Cross-breeding and artificial insemination

Taruvinga Magwiroto

If you are interested in moving your cattle business towards commercialisation or farming as a business, you will be concerned with ways of improving the performance of the herd. By performance I mean conception rates, growth rates, meat quantity and quality.

There are many ways of improving your overall herd productivity, but today we talk specifically about one option: cross-breeding. Cross-breeding simply means mating two animals of different breeds, for example, mating a Brahman bull to a Tuli cow. The result is a Brahman-Tuli cross.

Why cross-breeding?

Cross-breeding as a method of increasing the quality of your herd has many advantages over other methods. For a start, cross-breeding results in offspring or calves with hybrid vigour. Hybrid vigour simply means that the offspring from two different breeds has superior characteristics or traits to either of its parent breeds in the local environment. A Brahman-Mashona cross will have the hardiness of the Mashona and the big frame of the Brahman.

Common cross-breeding practices

The common practice is to cross breeds with different characteristics. For example, Mashona cows are known for fertility, hardiness, and diseases resistance in the local environment. On the other hand, Brahman breed has a big meaty frame, but not as hardy as the Mashona in the Zimbabwean context. It iscommon practice to have the Mashona as the mother breed with the Brahman (or another breed) as the sire or bull breed. The genes are roughly 50% each.

Cross breeding in practice

In Zimbabwe, cattle breeding practices can be characterised as uncontrolled mating.

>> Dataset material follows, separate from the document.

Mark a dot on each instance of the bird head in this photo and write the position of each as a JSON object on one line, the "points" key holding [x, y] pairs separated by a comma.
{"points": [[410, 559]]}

This is due to the farming system where a lot of it is communal grazing. For that reason, it is difficult to control breeding.

Controlled breeding: use of paddocks

If you have paddocks, you can control which bulls mate your animals, and at what time. For example, you can have a December-February bulling season, and control when the animals calve down.

Castration

Make it a point to castrate male animals that you do not want to breed. There is no point in keeping inferior bulls in your herd.

Use of Artificial Insemination (A.I.)

Cross-breeding can be facilitated by using artificial insemination. This simply means inseminating semen of bulls into cows by means of an artificial process, when the bull is not there. This process can be made more efficient through heat synchronisation by injecting a hormone analogue (drug). This causes the cows to ovulate at roughly the same times and makes it easy for logistics like handling, labour etc. Please note that signs of heat must still be observed, particularly standing heat when the animal stands to be mated. This indicates the best time to inseminate for maximum conception.

Artificial insemination has several potential merits. First, it can be significantly cheaper than buying high grade pedigree bulls. Bulls are expensive to maintain. Bulls can die from diseases. So by using A.I., you get the genes without the cost of the bull! But of course you have to import the semen, and pay for the A.I. service person.

How practical is A.I. in Zimbabwe situation?

A.I. has been traditionally commonly used in dairy because of ease of handling. If you have an extensive beef operation of several hundred cows, handling and logistics can be a real problem, taking into account that beef animals are not used to handling. That said, A.I. can be something that small players could try, after doing some careful cost-benefit analysis. It is an innovation whose costs and benefits are not clear-cut, and farmers may need to consider their individual circumstances.